= Aromatic amine =

Organic compound made of an aromatic ring bound to an amine

In organic chemistry, an aromatic amine is an organic compound consisting of an aromatic ring attached to an amine. It is a broad class of compounds that encompasses anilines, but also many more complex aromatic rings and many amine substituents beyond NH2. Such compounds occur widely.

Representative aromatic amines
| Aromatic ring | Name of parent amines | Example |
| benzene | aniline | substituted anilines |
| phenylenediamines | the antioxidant p-phenylenediamine |
| toluene | toluidines | the pharmaceutical prilocain |
| diaminotoluenes | the hair dye ingredient 2,5-diaminotoluene |
| naphthalene | naphthylamines | the dyes Congo red and Prodan |
| pyridine | aminopyridines | the drug tenoxicam |
| pyrimidine | aminopyrimidines | the nucleobase cytosine |
| quinoline | aminoquinolines | the drug primaquine |
| purine | aminopurines | the nucleobase guanine |
| acridine | aminoacridines | fluorescent dyes |

Aromatic amines are widely used as precursor to pesticides, pharmaceuticals, and dyes.

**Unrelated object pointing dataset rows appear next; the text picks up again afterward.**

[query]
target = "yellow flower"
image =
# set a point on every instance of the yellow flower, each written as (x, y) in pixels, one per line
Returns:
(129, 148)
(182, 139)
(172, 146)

== Aromatic amines in textiles ==

Since August 2012, the new standard EN 14362-1:2012 Textiles - Methods for determination of certain aromatic amines derived from azo colorants - Part 1: Detection of the use of certain azo colorants accessible with and without extracting the fibres is effective. It had been officially approved by the European Committee for Standardization (CEN) and supersedes the test standards EN 14362-1: 2003 and EN 14362-2: 2003.

The standard describes a procedure to detect EU banned aromatic amines derived from azo colorants in textile fibres, including natural, man-made, regenerated, and blended fibres. The standard is also relevant for all coloured textiles, e.g. dyed, printed, and coated textiles.